14 Jun 2016

Search, Question, Consider and then only Accept



While growing up, it seemed that everyone was more concerned with the business of everyday living and seeing to their chores than discussions about the meaning of life or philosophy. I was half hoping that the elders during my childhood could shed some light about it during conversations. I didn’t attend any formal classes for religious studies either. However I was exposed to some form of religious study through illustrated works. I wasn’t convinced by the ceremonies and rituals of religious practices either. Practices that appeared to me as discriminatory, overbearing and ridiculous.

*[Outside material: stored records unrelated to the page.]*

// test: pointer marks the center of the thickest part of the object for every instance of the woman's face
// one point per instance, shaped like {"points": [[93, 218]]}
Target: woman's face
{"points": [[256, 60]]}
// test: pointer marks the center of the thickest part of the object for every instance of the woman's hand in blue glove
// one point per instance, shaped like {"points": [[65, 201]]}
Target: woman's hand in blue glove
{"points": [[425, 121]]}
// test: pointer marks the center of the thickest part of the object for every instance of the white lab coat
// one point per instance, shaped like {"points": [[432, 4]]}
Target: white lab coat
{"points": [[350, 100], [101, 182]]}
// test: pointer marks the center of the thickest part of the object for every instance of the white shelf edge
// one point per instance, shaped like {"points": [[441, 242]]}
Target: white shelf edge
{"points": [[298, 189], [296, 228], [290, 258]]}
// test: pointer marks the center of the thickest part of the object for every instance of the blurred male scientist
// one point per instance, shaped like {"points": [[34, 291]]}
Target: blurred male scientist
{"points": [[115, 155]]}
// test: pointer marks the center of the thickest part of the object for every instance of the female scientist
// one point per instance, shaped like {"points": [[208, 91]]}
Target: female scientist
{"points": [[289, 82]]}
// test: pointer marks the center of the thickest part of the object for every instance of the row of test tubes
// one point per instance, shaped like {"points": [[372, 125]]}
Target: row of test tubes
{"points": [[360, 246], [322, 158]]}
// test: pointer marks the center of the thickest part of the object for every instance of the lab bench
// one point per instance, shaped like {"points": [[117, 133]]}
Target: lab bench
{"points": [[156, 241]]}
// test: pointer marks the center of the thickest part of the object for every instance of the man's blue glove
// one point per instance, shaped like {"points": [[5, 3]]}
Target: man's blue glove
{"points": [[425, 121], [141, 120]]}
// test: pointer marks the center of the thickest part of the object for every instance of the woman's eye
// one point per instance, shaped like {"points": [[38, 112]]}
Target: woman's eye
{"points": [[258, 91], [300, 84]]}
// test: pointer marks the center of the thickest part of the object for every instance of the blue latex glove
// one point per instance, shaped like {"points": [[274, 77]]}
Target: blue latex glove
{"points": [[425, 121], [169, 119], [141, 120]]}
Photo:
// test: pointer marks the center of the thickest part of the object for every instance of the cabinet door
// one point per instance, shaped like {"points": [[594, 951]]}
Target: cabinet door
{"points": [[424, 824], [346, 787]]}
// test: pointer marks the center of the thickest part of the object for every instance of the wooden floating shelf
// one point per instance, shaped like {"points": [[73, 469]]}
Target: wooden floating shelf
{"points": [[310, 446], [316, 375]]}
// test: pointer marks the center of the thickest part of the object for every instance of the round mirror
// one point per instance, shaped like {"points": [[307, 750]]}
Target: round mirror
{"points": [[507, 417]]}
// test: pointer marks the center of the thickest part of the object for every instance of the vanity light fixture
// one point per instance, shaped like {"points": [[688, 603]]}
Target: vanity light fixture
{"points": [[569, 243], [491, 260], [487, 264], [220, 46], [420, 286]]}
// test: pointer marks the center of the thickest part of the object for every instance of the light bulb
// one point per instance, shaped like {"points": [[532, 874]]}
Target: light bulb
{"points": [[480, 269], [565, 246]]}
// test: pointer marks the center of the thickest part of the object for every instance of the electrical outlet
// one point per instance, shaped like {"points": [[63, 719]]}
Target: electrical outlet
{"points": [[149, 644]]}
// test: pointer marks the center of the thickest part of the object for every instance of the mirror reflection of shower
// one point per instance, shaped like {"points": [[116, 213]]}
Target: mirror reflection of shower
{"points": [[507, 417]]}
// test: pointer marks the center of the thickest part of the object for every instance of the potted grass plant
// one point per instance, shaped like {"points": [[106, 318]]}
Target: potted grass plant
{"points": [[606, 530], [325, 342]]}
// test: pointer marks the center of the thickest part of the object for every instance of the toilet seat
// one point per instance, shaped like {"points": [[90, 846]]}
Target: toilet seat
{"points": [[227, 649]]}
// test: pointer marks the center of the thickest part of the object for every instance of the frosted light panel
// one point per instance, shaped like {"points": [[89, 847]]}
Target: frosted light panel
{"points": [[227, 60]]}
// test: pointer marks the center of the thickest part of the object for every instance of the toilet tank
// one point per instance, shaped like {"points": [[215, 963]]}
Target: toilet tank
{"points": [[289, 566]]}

I say all this without being blasphemous. 

Yet somehow I felt empty. There was something missing. It was as if revelation hid behind an invisible curtain. I sought answers to my questions about existence and the meaning of life but I could not find those at home in my childhood years. Furthermore, I could not relate to religious dogma that if you do not subscribe to a particular line of uncompromising belief system, then you’re hell bound.

I can understand the need for mercy, repentance and purgatory if you need a transition place to set yourself right before venturing to a higher place. That makes sense. But I don’t believe in being compelled through the hardline posturing stance of “Swallow whole and believe all I say is true or else!” 

Freewill and intelligence made us all thinking beings. We have the right and ability to weigh things before committing. I’m glad though that I am at peace and have found a great deal of those answers. Admittedly, I didn’t believe them all outright. It took time, maturity and circumstances to converge. I thought things over first and then only did I accept them. I didn’t need faith to be force fed unto me and I didn’t need to attend group gatherings or group classes either to be motivated. It was a personal encounter and effort.

Also through the privileged demonstration of grace and mercy tempered with self-discipline, amid a backdrop of uncommon circumstances, you could say that I managed in my own way to draw back that invisible curtain and had glimpses of wisdom of a higher power.